NPR’s “Weekend Edition” recently featured a story on Amy Pickard, whose mother died unexpectedly in 2012. As she handled her mother’s estate, Pickard was overwhelmed by all the questions she couldn’t answer, from what her mom’s smartphone passcode was to how to access her bank account.
“[I had to] become a detective basically,” Pickard told NPR.
Determining what bills needed to be paid and tracking down her mom’s car title would be difficult enough on a good day, but trying to piece together the puzzle of her mom’s life while grieving made things so much harder. It took Pickard two years to fully settle her mom’s affairs.
To help prevent others from going through the same difficult experience, Pickard founded Good to Go!, which offers private parties and consultations to guide individuals through their end-of-life paperwork. Based in Los Angeles, Pickard holds a party at her home once a month where people bring food that reminds them of a deceased loved one and complete a 50-page document she calls the Good to Go! Departure File. By incorporating a relaxed, fun approach that is filled with humor, Pickard makes the process less daunting and more manageable.

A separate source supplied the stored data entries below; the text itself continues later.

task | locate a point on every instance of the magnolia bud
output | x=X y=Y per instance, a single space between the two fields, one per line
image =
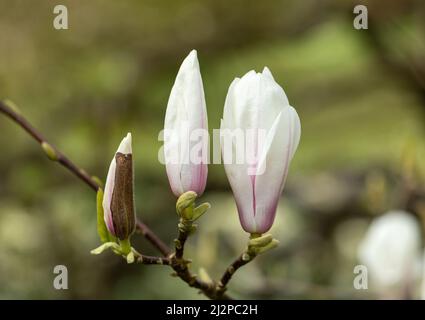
x=256 y=103
x=186 y=130
x=118 y=202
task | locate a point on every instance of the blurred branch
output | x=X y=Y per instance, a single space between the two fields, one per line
x=11 y=111
x=176 y=261
x=230 y=271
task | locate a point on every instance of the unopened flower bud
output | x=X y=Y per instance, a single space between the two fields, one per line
x=118 y=201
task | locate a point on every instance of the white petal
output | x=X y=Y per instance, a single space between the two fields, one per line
x=186 y=111
x=241 y=185
x=125 y=145
x=273 y=169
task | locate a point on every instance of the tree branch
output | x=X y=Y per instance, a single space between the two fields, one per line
x=54 y=154
x=175 y=260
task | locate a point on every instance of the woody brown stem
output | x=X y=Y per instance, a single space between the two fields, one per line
x=15 y=116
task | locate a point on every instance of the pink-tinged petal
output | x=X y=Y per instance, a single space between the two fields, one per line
x=241 y=185
x=256 y=102
x=274 y=165
x=107 y=197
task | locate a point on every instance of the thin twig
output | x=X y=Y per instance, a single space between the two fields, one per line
x=176 y=261
x=140 y=258
x=242 y=260
x=68 y=164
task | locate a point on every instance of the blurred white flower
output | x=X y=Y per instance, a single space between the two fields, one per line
x=391 y=251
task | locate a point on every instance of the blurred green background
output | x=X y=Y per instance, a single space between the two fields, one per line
x=360 y=95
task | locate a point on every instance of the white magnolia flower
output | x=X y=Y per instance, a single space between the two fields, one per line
x=258 y=106
x=186 y=130
x=391 y=250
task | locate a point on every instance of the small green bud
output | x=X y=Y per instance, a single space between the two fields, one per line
x=260 y=241
x=49 y=151
x=125 y=246
x=246 y=257
x=273 y=244
x=98 y=181
x=200 y=210
x=105 y=246
x=130 y=257
x=185 y=205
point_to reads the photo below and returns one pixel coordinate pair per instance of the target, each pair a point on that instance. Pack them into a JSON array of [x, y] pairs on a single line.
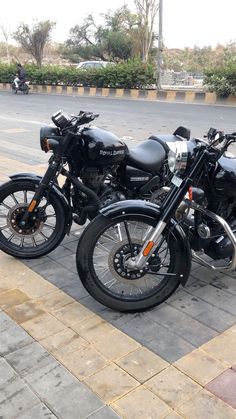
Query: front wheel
[[44, 230], [101, 257]]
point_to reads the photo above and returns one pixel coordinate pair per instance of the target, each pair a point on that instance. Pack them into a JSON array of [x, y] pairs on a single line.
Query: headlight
[[178, 156], [49, 138]]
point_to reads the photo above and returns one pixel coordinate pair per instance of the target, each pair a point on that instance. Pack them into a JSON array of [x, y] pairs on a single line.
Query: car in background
[[87, 65]]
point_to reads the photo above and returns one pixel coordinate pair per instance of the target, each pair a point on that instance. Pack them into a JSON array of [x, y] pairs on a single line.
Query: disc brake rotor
[[32, 227], [121, 253]]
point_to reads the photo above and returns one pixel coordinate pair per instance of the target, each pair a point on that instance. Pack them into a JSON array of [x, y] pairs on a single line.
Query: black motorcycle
[[98, 168], [135, 254]]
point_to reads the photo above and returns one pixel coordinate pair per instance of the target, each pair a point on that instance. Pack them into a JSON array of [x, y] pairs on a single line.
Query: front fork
[[43, 185], [170, 205]]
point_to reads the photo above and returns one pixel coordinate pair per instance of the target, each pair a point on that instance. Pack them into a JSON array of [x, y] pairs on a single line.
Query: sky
[[185, 22]]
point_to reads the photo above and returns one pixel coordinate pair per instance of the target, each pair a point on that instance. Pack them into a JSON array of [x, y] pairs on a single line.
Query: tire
[[41, 235], [99, 257]]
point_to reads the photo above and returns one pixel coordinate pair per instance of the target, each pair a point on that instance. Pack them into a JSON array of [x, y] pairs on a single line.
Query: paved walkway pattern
[[64, 355]]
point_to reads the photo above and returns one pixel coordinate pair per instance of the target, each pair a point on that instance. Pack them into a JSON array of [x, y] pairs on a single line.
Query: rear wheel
[[103, 250], [43, 231]]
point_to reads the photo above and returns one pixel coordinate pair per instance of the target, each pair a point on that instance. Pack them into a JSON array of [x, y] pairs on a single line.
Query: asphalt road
[[21, 118]]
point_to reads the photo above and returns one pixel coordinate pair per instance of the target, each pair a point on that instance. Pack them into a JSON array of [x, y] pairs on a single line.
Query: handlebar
[[65, 123]]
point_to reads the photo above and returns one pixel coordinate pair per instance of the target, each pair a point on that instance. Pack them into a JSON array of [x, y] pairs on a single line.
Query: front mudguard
[[55, 189], [137, 207]]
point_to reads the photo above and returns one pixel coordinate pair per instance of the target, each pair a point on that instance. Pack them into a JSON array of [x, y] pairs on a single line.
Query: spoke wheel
[[102, 255], [41, 233]]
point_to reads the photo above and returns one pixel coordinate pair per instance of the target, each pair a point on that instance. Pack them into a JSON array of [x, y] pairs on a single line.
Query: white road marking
[[5, 118], [14, 130]]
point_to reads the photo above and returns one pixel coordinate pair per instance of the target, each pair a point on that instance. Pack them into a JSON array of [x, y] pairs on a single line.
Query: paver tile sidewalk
[[55, 366]]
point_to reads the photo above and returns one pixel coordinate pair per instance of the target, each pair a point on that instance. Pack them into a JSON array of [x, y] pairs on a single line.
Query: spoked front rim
[[39, 230], [113, 248]]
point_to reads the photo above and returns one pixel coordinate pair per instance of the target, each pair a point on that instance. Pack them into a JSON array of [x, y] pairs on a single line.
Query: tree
[[147, 11], [115, 40], [33, 40]]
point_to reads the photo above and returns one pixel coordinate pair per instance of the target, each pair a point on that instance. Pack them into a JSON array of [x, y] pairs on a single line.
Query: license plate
[[176, 181]]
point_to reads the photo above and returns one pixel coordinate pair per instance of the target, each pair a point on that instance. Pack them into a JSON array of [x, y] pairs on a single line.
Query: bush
[[222, 81], [132, 74]]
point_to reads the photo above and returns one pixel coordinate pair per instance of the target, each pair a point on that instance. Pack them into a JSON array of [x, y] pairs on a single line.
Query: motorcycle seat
[[149, 156], [164, 140]]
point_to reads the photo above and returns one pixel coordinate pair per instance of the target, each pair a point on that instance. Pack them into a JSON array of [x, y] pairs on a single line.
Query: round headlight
[[178, 156]]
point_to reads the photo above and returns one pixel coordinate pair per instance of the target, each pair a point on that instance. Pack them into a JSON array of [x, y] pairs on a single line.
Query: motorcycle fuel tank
[[225, 177], [103, 147]]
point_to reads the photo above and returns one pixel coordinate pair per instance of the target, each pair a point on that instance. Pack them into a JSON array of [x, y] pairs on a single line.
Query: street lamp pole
[[160, 46]]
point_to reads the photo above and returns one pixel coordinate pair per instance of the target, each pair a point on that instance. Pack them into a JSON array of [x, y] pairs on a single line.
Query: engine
[[100, 183], [93, 178]]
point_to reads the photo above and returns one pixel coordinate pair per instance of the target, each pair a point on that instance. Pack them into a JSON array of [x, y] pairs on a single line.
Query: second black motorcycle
[[98, 169], [135, 254]]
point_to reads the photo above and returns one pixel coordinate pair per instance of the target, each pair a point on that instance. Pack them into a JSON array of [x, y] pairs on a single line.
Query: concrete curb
[[163, 95]]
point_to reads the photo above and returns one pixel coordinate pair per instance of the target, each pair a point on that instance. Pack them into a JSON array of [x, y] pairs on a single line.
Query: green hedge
[[129, 75], [222, 81]]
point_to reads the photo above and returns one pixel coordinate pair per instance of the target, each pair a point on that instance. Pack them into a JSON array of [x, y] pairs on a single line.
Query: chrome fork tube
[[139, 261]]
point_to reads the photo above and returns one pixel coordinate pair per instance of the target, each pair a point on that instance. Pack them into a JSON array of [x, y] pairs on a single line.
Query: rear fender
[[137, 207], [54, 188]]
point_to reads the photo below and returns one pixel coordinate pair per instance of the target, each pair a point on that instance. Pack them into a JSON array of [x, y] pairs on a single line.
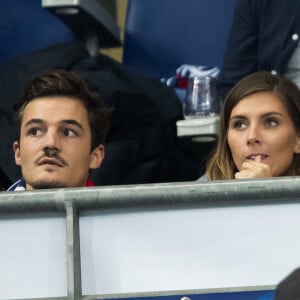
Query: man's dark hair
[[68, 84]]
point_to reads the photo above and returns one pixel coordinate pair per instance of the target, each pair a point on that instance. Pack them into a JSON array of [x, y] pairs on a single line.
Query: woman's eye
[[239, 125], [271, 123]]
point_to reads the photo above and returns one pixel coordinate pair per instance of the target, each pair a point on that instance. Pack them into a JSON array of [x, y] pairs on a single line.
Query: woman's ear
[[16, 147], [297, 146], [97, 156]]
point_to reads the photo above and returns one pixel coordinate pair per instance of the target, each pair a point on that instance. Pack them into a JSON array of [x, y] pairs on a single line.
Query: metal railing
[[183, 195]]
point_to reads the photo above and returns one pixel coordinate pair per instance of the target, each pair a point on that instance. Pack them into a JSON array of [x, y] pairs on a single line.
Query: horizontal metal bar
[[180, 292], [157, 196]]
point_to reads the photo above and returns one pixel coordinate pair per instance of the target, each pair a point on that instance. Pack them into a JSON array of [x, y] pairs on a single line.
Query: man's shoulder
[[19, 185]]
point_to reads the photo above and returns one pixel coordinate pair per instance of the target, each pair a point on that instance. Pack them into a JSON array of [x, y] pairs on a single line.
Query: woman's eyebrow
[[237, 117]]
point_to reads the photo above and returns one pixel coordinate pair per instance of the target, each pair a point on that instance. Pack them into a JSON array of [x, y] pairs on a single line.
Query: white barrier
[[148, 238]]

The Departure File includes a template for a living will, which addresses the medical care you’d like to receive in the event you are incapacitated and can’t communicate your own wishes, from the use of CPR if your heart stops beating to your preferences regarding organ donation. It also addresses minor but important details such as whether you’d want a TV on or music playing in your hospital room. In addition, the Departure File includes a booklet covering all sorts of information your loved ones will need after you die, such as:
- Contact information for friends and business associates
- Passwords for your email and social media accounts
- Plans for your pets
- Instructions for what to do with your photos, journals, and other personal items
- Obituary preferences (whether you want one and what photo you’d like used)
- The location of letters you’ve written to loved ones to be read after you’re gone
Whether you use Pickard’s Departure File (available for purchase on her website) or create your own document, storing all your data in one place is essential. InsureYouKnow.org is the perfect spot. Be sure to upload this document along with your last will and testament, life insurance policies, health insurance information, and other important files. Your loved ones will be going through enough when you die; don’t make them go through all these unanswered questions as well.